Cursive and Croissants

Yesterday, I wrote about breakfast, but I chose to leave something out so I could give it its own post today.

For three years–ending last June–I invited my sixth, seventh, and eighth graders to come to school early on Fridays with their breakfasts.  Students who could get an early ride in and did not have band rehearsal would join me.  I would host anywhere from two to twenty children each Friday morning.

We talked about all sorts of things, from politics to literature to travel to aspirations.  It was a pleasant departure from and addition to our usual classroom discourse.

Also on Fridays, I would assign a writing topic when students came to class.  This topic, however, was not to be typed.  It was to be written on paper–in cursive.

I was pleasantly surprised by the degree to which almost every student enjoyed this weekly activity.  I was also a little concerned.  Kids are supposed to hate this kind of assignment.

After last June, I left the classroom to take a new job as principal at my district’s elementary school.  I missed my Friday breakfasts.

Then, in December, I received an email from a parent with a bright idea.  Principals receive many such emails and tend not to like them.  I make it a point, however, to consider all suggestions, even if I cannot use them.

This parent commented that cursive is a dying skill and that someone in the school should form a club that would promote it.

I immediately wrote back congratulating this woman for becoming the advisor of the school’s newest club.  I invited her in for a meeting during which we would discuss the details.  As we sat in my office, I shared my experiences at the middle school.

Within minutes, we knew the club would be called Cursive and Croissants.  We would meet each Friday in the school library for a half an hour prior to school, and children would be allowed to bring breakfast.  Participation was open to students in second through fourth grades.  Our first session would be the first Friday in January.

This poor woman was nervous about what she had taken on, and I could do little to reassure her.  How many student would show up?  I had no idea.  Would it be five, ten?  Could be twenty, I said.  Or zero.

We prepared materials the week after New Year’s Day and waited to see what would happen on Friday morning.

Over forty children showed up.  We didn’t have enough seats.  I made some quick arrangements to accommodate everyone, and we had a great first session.  We have kept this going now for over two months.

Each week we have contests: Best Signature, Best Alphabet, Best Composition, and–my favorite–Biggest Croissant.  One girl has won the latter competition twice by combining four containers of Pillsbury Crescent Rolls and shaping it into an enormous C.

Winning entries every week hang in the window of the main office–except for the croissant, of course.  That gets eaten.

My birthday fell on a Friday two weeks ago.  I received and ate several croissants.  It brought back all sorts of memories.

7 thoughts on “Cursive and Croissants

  1. Thank you for this post- it goes to show how connection with the community and the students goes beyond the hours of the typical school day.
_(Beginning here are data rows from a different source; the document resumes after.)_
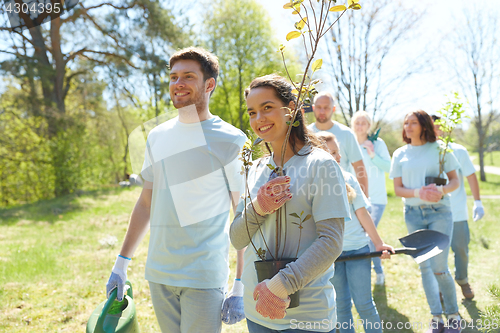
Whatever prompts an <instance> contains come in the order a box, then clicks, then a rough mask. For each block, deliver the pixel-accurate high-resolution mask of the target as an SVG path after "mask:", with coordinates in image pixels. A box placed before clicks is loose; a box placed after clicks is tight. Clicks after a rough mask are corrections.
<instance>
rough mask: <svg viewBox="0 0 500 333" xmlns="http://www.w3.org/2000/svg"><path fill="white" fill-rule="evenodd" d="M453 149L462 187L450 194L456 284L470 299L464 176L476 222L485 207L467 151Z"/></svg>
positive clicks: (467, 226) (468, 240)
mask: <svg viewBox="0 0 500 333" xmlns="http://www.w3.org/2000/svg"><path fill="white" fill-rule="evenodd" d="M436 119H440V117H438V116H434V115H433V116H432V120H436ZM434 130H435V131H436V135H438V136H442V135H443V132H442V131H441V129H440V126H439V125H437V124H435V125H434ZM450 149H451V150H452V151H453V155H455V157H456V158H457V160H458V163H459V164H460V168H459V169H458V179H459V181H460V187H459V188H458V189H457V190H455V191H453V192H451V198H450V200H451V213H452V215H453V236H452V237H451V249H452V250H453V253H454V254H455V281H457V283H458V285H459V286H460V288H461V289H462V294H463V295H464V297H465V298H467V299H472V298H474V291H473V290H472V287H471V286H470V284H469V279H468V274H467V271H468V265H469V241H470V233H469V224H468V223H467V219H468V212H467V194H466V193H465V186H464V176H465V177H466V178H467V181H468V182H469V186H470V189H471V192H472V196H473V197H474V207H473V213H472V215H473V219H474V222H475V221H479V220H480V219H481V218H482V217H483V216H484V208H483V204H482V202H481V197H480V194H479V182H478V181H477V177H476V169H475V168H474V165H473V164H472V161H471V160H470V157H469V153H468V152H467V148H465V147H464V146H462V145H459V144H458V143H454V142H452V143H450Z"/></svg>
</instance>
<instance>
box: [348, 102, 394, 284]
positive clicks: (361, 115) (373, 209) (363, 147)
mask: <svg viewBox="0 0 500 333" xmlns="http://www.w3.org/2000/svg"><path fill="white" fill-rule="evenodd" d="M372 126H373V122H372V118H371V117H370V115H369V114H368V112H366V111H358V112H356V113H354V115H353V116H352V118H351V128H352V130H353V131H354V134H355V135H356V139H357V140H358V143H359V145H360V147H361V152H362V154H363V163H364V164H365V170H366V174H367V178H368V191H369V199H370V203H371V211H370V215H371V217H372V219H373V223H375V227H378V224H379V222H380V219H381V218H382V214H383V213H384V210H385V206H386V205H387V190H386V188H385V173H386V172H387V173H388V172H389V170H390V168H391V155H389V150H388V149H387V145H386V144H385V142H384V140H382V139H381V138H377V139H375V140H373V141H371V140H369V139H368V133H370V129H371V128H372ZM374 249H375V246H374V245H373V242H371V241H370V250H371V251H374ZM372 262H373V269H374V270H375V273H376V274H377V277H376V280H375V284H377V285H382V284H384V280H385V276H384V270H383V268H382V262H381V260H380V258H373V259H372Z"/></svg>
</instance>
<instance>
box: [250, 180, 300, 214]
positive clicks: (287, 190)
mask: <svg viewBox="0 0 500 333" xmlns="http://www.w3.org/2000/svg"><path fill="white" fill-rule="evenodd" d="M290 199H292V193H290V177H288V176H281V177H276V178H274V179H272V180H270V181H268V182H267V183H265V184H264V185H262V186H261V187H260V188H259V191H258V192H257V198H256V199H254V200H253V202H252V203H253V206H254V209H255V212H256V213H257V214H259V215H260V216H264V215H267V214H271V213H273V212H274V211H275V210H277V209H278V208H280V207H281V206H283V205H284V204H285V202H287V201H288V200H290Z"/></svg>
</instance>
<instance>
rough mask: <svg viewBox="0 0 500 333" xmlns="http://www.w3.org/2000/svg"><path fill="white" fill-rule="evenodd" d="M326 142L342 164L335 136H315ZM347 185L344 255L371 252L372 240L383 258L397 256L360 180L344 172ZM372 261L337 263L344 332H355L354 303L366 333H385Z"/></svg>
mask: <svg viewBox="0 0 500 333" xmlns="http://www.w3.org/2000/svg"><path fill="white" fill-rule="evenodd" d="M316 135H317V136H318V137H319V138H320V139H322V140H324V141H325V142H326V145H327V146H328V149H329V150H330V154H332V156H333V158H334V159H335V160H336V161H337V163H339V164H340V160H341V158H342V156H341V155H340V146H339V143H338V141H337V138H336V137H335V135H333V134H332V133H330V132H319V133H317V134H316ZM343 174H344V179H345V181H346V184H347V197H348V199H349V203H350V205H349V206H350V212H351V220H350V221H346V222H345V230H344V242H343V246H342V256H350V255H354V254H361V253H369V252H370V248H369V246H368V244H369V242H370V239H371V240H372V241H373V244H374V245H375V246H374V250H375V251H383V252H382V257H381V258H382V259H388V258H390V253H389V252H392V253H394V249H393V248H392V246H390V245H387V244H385V243H384V242H383V241H382V239H381V238H380V236H379V234H378V232H377V229H376V227H375V224H374V223H373V220H372V218H371V217H370V215H369V214H368V211H367V210H366V207H368V205H369V202H368V199H367V198H366V197H365V195H364V193H363V192H362V191H361V187H360V185H359V183H358V180H357V179H356V178H355V177H354V176H353V175H352V174H350V173H349V172H346V171H344V170H343ZM370 262H371V260H370V258H363V259H357V260H352V261H342V262H336V263H335V275H334V276H333V278H332V279H331V282H332V283H333V286H334V288H335V292H336V296H337V298H336V302H337V321H338V325H337V328H338V329H339V332H341V333H354V332H355V329H354V318H353V316H352V311H351V308H352V302H353V301H354V305H355V306H356V310H357V311H358V313H359V316H360V318H361V319H362V320H363V326H364V329H365V332H366V333H382V324H381V322H380V316H379V314H378V311H377V308H376V306H375V303H374V302H373V297H372V289H371V278H370V272H371V267H370Z"/></svg>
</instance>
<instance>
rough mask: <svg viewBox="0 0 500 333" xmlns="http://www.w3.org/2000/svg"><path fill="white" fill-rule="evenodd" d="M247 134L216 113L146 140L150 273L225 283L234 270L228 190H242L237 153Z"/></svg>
mask: <svg viewBox="0 0 500 333" xmlns="http://www.w3.org/2000/svg"><path fill="white" fill-rule="evenodd" d="M245 141H246V136H245V135H244V134H243V132H241V131H240V130H239V129H237V128H235V127H234V126H232V125H230V124H228V123H226V122H224V121H223V120H221V119H220V118H219V117H213V118H209V119H207V120H205V121H202V122H197V123H192V124H185V123H181V122H179V120H178V117H177V118H174V119H172V120H169V121H167V122H165V123H163V124H161V125H159V126H157V127H155V128H154V129H153V130H152V131H151V132H150V134H149V136H148V139H147V147H146V154H145V161H144V166H143V170H142V176H143V177H144V179H145V180H147V181H149V182H152V183H153V195H152V202H151V216H150V226H151V227H150V230H151V234H150V240H149V250H148V259H147V262H146V279H147V280H148V281H151V282H155V283H159V284H164V285H169V286H177V287H189V288H221V287H224V286H225V284H226V283H227V279H228V277H229V265H228V252H229V223H228V222H229V209H230V206H231V199H230V193H229V191H231V192H240V193H242V191H243V185H244V180H243V176H242V175H241V174H240V171H241V162H240V161H239V160H238V157H239V154H240V151H241V148H242V147H243V145H244V144H245Z"/></svg>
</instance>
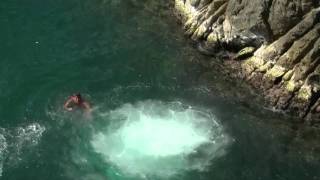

I love that you had many students join you in this venture! My principal speaks about the importance of using cursive still (I am a bit of a technologist). After reading biographies about Hamilton and Jefferson recently, I find myself wondering if I should get into letter writing habits and bring some cursive back into my life.

  2. Parents inspired a cursive writing club in one of our elementary school as well. Elementary (and some MS) parents’ top concerns always seem to be spelling and cursive. While these may be important, they also make me think that providing better curricular and capacity communication is necessary – what is important for our kids to become successful, contributing, thoughtful, and happy members of society?

  3. I am so happy to see our children writing in cursive and breathing life into what I hope will not be a dying art. Your initiative also inspired me to make cursive practice name templates and cursive alphabet worksheet templates for every student on my upper grade roster. They all write their names in cursive now, and are quite pleased with themselves. Thank you for this post, and for bringing this back into our lives here at school. After all, didn’t we all wait with baited breath to learn cursive? I sure did!

  4. As others have commented, this is more about community and togetherness than cursive! Kids have always been fascinated by cursive and I’ve heard some say here at my school, “I wish we did more cursive”! I love how you took you experience as a teacher and carried through to your elementary school – you let it breathe new life in a new setting with new kids! Those kids must look forward to Cursive and Croissants! Thanks for sharing!

  5. Love this slice. I have an 8th grade student who has asked for practice sheet so that she can learn cursive. It made me so happy.

  6. I love this! Your title caught my eye today because I wrote the alphabet out in cursive this morning on the white board and encouraged kids to try writing their answers to that day’s question in cursive. I think I will try to continue doing it- because they loved the challenge!